When those of us who work on Postgres High Availability explain how HA in Postgres works, we often focus on the server side of the stack. Having a Postgres service running with the expected data set is all-important and required for HA, of course. That said, the server side of the stack is not the only thing that matters when implementing high availability. Application code has a super important role to play, too.
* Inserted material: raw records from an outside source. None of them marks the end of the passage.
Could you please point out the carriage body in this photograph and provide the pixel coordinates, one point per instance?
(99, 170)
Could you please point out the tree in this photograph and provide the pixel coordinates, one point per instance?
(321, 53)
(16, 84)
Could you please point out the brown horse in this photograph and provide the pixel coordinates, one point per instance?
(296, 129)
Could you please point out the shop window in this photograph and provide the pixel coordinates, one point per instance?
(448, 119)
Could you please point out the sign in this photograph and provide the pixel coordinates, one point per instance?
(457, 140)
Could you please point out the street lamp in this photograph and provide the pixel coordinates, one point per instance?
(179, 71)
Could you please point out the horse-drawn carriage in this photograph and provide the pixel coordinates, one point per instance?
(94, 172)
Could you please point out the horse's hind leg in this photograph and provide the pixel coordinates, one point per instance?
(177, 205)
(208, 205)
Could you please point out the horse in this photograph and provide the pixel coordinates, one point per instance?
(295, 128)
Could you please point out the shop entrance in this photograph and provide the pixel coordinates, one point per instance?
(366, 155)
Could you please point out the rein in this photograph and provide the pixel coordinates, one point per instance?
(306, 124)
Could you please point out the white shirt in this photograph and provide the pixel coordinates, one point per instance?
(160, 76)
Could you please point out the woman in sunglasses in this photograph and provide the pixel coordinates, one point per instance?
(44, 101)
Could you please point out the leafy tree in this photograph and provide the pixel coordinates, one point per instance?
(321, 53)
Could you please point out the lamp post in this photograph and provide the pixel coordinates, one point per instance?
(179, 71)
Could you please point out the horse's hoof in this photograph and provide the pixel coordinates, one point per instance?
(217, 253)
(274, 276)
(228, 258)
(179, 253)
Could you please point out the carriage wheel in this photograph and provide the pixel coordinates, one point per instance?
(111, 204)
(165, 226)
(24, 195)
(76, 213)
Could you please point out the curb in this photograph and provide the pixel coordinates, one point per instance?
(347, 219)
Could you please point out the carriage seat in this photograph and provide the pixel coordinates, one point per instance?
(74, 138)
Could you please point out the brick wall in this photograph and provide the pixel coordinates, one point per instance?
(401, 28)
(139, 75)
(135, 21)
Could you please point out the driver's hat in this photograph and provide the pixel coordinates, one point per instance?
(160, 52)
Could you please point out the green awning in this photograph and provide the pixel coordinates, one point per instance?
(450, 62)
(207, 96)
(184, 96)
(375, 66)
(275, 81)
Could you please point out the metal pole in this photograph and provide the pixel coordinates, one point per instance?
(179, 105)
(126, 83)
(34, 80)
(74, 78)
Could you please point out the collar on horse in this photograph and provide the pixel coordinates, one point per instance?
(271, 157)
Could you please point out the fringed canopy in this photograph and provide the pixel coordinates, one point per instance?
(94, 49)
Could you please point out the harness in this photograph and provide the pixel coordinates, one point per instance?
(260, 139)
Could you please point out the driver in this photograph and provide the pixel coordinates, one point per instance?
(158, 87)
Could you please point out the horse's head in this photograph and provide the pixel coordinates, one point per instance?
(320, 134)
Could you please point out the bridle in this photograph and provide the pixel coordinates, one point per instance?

In this post, you will learn what happens to your application code and connections when a Postgres failover is orchestrated. Your application might be running on Postgres on-prem with HA configured—or in the cloud—or on a managed PostgreSQL service such as Azure Database for PostgreSQL. Now, if you’re running your app on top of a managed service with HA, you probably don’t need to worry about how to implement HA, as HA is managed by the service. But it’s still useful to understand what happens to your application when a Postgres failover occurs.

The most important thing to know about client-side HA is that when a failover happens, the connections to Postgres are lost. Your application will get an error when trying to use the previously established connection, without any way to anticipate the situation.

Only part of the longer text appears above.